E’ importante sottolineare il quarto e il quinto punto: l’istituzione della sandbox, infatti, non ha quale finalità quella di derogare alle norme in materia di autorizzazioni e licenze: se, ad esempio, un soggetto intende svolgere un’attività, con caratteristiche innovative, che però ricade tra quelle per le quali è previsto il rilascio di un’autorizzazione (come l’attività bancaria), tale soggetto dovrà comunque ottenere detta autorizzazione. La differenza risiede nel fatto che nella fase sperimentale l’Autorità di vigilanza potrà applicare in maniera graduale alcuni dei requisiti previsti per l’esercizio di questa attività (come ad esempio il capitale di vigilanza o le procedure di gestione dei rischi). Per alcune attività, invece, che non richiedono autorizzazione ma che si pongono a servizio di attività riservate è normalmente richiesto che il soggetto che voglia avviare la sperimentazione presenti la richiesta congiuntamente ad un soggetto “tradizionale” sottoposto a vigilanza.

Obiettivi della sandbox

Obiettivo della sandbox, individuato in gran parte dei Paesi che le hanno adottate, è da una parte quello di far accrescere la comprensione delle sfide e degli approcci più corretti all’introduzione delle soluzioni innovative nei mercati regolamentati da parte delle Autorità di vigilanza – ed è a tal fine che l’art. 36 al comma 2 septies e 2 octies prevede la redazione di appositi report annuali da parte di Banca d’Italia, Consob e IVASS sul settore Fintech nonché l’istituzione di un Comitato Fintech presso il Ministero dell’Economia e delle finanze – e, dall’altra parte, quello di accompagnare i nuovi attori all’interno del settore regolamentato, facendo sì che essi prendano gradualmente confidenza con le regole prudenziali e di vigilanza che vigono per tali settori, dando così maggior tempo per adeguarsi, soprattutto per servizi che, per loro natura, potrebbero anche essere non facilmente assoggettabili alla serie di controlli stabiliti in tali ambiti (si pensi, ad esempio, agli obblighi di trasparenza, accountability, gestione dei conflitti di interesse che vigono in ambito finanziario e che tecnologie quali l’intelligenza artificiale potrebbero, anche inconsapevolmente da parte degli utilizzatori, violare o non riuscire a soddisfare).

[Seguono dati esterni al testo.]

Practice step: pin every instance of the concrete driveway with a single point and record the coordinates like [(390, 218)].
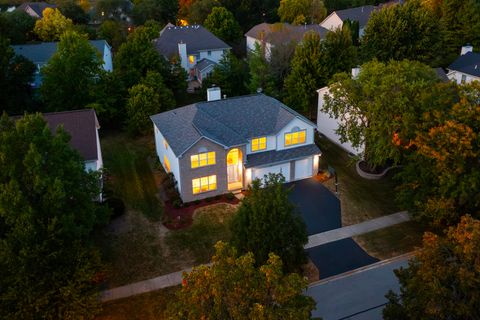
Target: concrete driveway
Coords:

Un’ultima riflessione, a livello generale, deve essere compiuta in merito alla tutela degli investitori e consumatori. Il report congiunto delle Autorità di supervisione ha già individuato alcuni punti fermi che devono essere presi in considerazione da tale punto di vista.

Essi comprendono:

  • una comunicazione chiara che evidenzi la natura sperimentale dei servizi in modo che i consumatori possano assumere decisioni ben informate relativamente all’oggetto della proposta;
  • parametri di test per la mitigazione del rischio, compresi test di adeguatezza sulla propensione del rischio dei clienti;
  • un chiaro piano di ultimazione della sperimentazione, che specifichi anche come saranno trattati i consumatori in tale evenienza;
  • misure volte a risarcire gli eventuali danni subiti nel contesto della sperimentazione.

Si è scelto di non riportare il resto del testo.